Gifted Children K-6/I'd like to know if my son is "gifted" and what I should do about it
My son is currently 11 years old and I've just recently been doing research about giftedness and was wondering if my child is "gifted" and what I should do. The reason I come to you is because sometimes it's difficult to use these characteristic lists because they can be so vague and don't offer a good comparison to the average child.
I'm probably going to jump around a little bit here trying to remember certain events that make me wonder about my son's abilities as I can't remember everything. When my son was about 2 or 3 he asked how Santa could get in the house if the doors were locked since we had no chimney and I told him it was magic, but he didn't like that explanation very well and thought that I just let him in. He also placed the shapes in their proper holes when he was 11 months without instruction. I'm not sure if this is a sign of advanced reasoning ability for that age or not. He also played monopoly (the regular version not the kiddy version) with his dad when he was 4 and was good at the game. When he was 4 he (without anyone telling him to) helped this baby out of a ball pit because there were kids jumping around the baby. He also used words like "actually" correctly and "oscillating" to describe fans when he was 2, but that could just be because I use words like that around him. One time when we took him on a plane when he was about 3 he was asking non-stop questions about the plane and how it worked and he's always been interested in how things work.
I also taught him to read when he was about 2 and he did a good job sounding out the words although he struggled at first, but he read/reads with a fluency greater than most kids his age and prefers reading above his grade level, however, he exclusively likes to read books on science, specifically books about astronomy or other sciences and does not like fiction at all. He seems to enjoy watching documentaries more than reading, but he reads once in a while.
He really hated daycare and wouldn't get along with the other kids there. He's really only had a few friends in school too. He goes to a small private school and has about 3 or 4 friends, but not much of a social life outside of school. He enjoys talking to adults more than people his age though for some reason. He does his school work since I make sure he does, but he seems to prefer learning higher level material and gets bored in class, especially with reading, grammar, and spelling. He enjoys science and math to an extent, but he has shown an interest in skipping a grade or two, however, I don't know if the school will let him and he's unsure about that because he doesn't want to leave his friends.
So, there are quite a few things that make me wonder and I would like to know what you think and what options I have.
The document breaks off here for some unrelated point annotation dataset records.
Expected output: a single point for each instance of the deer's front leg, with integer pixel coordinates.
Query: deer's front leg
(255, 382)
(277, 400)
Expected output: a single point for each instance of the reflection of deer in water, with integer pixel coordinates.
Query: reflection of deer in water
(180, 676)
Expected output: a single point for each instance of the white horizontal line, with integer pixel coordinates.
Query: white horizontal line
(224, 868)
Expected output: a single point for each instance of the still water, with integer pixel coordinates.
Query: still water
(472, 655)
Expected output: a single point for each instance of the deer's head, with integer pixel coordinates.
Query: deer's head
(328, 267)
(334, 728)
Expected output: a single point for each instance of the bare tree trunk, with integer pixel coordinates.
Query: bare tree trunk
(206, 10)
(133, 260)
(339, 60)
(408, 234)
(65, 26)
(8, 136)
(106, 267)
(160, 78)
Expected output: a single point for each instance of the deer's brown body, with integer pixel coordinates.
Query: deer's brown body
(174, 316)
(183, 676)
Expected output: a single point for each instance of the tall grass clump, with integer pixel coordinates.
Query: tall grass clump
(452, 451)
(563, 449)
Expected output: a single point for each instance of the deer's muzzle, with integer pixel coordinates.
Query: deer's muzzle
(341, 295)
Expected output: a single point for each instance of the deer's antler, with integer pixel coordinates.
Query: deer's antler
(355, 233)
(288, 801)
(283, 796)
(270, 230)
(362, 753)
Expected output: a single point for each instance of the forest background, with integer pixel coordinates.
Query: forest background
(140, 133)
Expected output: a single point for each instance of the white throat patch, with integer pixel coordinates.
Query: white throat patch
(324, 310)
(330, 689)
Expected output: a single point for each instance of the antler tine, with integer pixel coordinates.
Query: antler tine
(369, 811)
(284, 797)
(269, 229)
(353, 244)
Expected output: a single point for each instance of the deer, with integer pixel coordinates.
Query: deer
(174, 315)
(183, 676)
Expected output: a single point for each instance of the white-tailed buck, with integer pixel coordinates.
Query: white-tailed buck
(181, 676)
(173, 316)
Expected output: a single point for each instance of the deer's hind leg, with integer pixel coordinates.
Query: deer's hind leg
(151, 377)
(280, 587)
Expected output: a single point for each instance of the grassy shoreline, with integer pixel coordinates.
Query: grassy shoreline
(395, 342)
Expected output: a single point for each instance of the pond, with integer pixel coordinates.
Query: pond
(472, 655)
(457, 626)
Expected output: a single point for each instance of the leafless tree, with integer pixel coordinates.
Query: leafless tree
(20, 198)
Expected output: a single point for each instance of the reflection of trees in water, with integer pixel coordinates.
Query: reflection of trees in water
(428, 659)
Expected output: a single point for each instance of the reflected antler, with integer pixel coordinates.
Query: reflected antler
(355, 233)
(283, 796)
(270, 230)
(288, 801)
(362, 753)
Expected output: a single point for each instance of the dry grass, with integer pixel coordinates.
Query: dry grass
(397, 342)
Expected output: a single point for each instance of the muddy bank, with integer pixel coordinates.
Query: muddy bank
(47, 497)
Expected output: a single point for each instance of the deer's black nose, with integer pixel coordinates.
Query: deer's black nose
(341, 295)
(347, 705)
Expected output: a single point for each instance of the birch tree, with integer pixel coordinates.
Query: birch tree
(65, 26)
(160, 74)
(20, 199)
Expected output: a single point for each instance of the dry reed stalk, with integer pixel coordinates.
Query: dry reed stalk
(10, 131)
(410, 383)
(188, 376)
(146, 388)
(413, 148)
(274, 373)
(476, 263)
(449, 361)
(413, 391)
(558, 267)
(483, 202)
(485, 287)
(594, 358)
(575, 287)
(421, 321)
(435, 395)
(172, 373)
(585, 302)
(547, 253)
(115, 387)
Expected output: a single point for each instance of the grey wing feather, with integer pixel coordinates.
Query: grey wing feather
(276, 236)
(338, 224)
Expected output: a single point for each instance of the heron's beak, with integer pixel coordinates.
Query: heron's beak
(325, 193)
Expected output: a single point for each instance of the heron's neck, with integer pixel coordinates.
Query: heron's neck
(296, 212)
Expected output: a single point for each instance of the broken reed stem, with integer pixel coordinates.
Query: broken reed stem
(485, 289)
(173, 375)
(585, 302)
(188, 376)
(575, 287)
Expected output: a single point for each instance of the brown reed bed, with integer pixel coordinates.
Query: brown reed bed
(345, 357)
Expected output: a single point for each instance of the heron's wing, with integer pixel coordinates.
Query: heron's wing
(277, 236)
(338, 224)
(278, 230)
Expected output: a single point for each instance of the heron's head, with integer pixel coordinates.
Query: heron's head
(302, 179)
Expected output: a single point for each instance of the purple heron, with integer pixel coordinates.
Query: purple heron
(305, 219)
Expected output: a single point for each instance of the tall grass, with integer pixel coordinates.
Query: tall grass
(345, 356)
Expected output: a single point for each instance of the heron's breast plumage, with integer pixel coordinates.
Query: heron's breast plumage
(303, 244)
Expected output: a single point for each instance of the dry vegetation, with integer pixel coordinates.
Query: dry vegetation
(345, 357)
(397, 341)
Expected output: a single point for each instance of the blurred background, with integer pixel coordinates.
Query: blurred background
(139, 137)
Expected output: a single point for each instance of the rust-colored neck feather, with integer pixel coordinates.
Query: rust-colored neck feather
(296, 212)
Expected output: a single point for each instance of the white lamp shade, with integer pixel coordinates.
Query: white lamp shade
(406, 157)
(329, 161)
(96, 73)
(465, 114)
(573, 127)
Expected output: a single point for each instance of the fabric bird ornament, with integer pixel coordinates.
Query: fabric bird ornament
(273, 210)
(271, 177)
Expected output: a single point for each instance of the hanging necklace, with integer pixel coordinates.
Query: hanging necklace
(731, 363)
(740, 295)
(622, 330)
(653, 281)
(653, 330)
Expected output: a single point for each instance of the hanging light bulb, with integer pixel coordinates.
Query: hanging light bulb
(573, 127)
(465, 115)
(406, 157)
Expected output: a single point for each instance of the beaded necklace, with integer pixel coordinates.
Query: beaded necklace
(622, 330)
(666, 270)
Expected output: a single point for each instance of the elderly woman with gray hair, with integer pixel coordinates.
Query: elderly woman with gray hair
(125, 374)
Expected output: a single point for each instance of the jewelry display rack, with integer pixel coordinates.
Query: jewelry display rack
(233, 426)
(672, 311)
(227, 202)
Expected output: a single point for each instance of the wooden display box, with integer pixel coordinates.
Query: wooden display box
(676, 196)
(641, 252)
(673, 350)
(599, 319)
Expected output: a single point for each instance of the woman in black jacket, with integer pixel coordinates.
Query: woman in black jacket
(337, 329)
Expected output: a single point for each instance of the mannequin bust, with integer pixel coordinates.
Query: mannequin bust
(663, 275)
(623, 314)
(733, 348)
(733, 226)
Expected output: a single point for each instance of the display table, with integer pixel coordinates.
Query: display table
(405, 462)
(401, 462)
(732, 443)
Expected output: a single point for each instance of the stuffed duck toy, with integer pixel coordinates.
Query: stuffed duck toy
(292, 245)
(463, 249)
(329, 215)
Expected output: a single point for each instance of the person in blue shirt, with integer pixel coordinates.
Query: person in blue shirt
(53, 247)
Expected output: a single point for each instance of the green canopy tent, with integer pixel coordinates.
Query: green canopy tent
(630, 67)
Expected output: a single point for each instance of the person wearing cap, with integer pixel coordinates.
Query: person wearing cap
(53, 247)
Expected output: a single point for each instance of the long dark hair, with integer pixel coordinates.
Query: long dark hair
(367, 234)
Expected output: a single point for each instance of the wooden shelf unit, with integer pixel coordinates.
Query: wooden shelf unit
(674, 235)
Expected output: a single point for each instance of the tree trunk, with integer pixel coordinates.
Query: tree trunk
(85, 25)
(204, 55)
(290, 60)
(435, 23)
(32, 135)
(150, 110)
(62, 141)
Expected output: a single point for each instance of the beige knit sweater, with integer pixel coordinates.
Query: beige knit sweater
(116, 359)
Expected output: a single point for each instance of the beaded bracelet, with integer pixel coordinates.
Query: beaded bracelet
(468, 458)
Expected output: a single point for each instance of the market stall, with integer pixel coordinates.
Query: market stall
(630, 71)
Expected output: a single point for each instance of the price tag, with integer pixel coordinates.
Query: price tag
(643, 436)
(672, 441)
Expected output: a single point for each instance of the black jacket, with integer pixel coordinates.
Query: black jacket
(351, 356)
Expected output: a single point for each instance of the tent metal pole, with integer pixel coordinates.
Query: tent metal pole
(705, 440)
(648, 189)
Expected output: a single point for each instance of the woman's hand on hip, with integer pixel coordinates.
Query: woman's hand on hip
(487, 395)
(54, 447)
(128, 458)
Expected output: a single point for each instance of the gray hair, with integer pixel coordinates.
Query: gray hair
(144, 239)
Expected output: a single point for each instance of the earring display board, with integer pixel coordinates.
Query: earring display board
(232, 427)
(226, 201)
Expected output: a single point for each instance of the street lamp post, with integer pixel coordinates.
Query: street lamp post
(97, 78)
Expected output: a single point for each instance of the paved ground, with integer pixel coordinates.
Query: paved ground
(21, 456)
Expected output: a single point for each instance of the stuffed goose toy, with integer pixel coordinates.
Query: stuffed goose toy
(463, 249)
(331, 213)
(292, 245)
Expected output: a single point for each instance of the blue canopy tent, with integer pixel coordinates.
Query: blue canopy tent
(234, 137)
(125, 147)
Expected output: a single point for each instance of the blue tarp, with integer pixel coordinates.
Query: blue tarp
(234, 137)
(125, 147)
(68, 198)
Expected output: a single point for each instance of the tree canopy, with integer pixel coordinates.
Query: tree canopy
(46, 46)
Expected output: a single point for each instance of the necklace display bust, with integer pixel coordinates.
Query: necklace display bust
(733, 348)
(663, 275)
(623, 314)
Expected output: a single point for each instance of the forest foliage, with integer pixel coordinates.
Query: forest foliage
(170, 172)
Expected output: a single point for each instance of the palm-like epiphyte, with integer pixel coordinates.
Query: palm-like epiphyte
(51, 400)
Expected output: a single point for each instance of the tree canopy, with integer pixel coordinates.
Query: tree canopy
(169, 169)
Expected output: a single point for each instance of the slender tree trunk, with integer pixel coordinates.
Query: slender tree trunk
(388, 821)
Thank you for writing. The first thing I would suggest is to speak with his teachers and the administration of the school he attends. If there's a guidance person there, I would also talk to that person. At 11, he's probably in junior high school, where skipping a grade is usually not an option, except for programs such as the old "special progress" classes where entire classes of children took 2 years to complete 3 years of academic work and they went on to high school a year early.
If you don't get anywhere with the folks at his school, you can always opt to have him privately tested by a psychologist who gives appropriate tests and will discuss the results with you.
Generally, by the time a child is your son's age, teachers along the way would have pointed out to you that he learns more quickly than other children, retains information longer, and shows other signs of giftedness.
I also recommend you get in touch with SENG, Social/Emotional Needs of the Gifted. They are a non-profit with resources including books, that may help you along the way with identification and then dealing with the situation.
I recommend you try to help him develop interests beyond school, such as music, sports, scouting, or other areas where he can interact with others in a non-school related manner. These skills will help him as he gets older. If you are religious, I suggest you get him involved in the youth group of your congregation. If not, you can try some sort of community organization, neighborhood beautification, or other such activity.
I hope these suggestions are helpful to you and your son, and I wish you the best.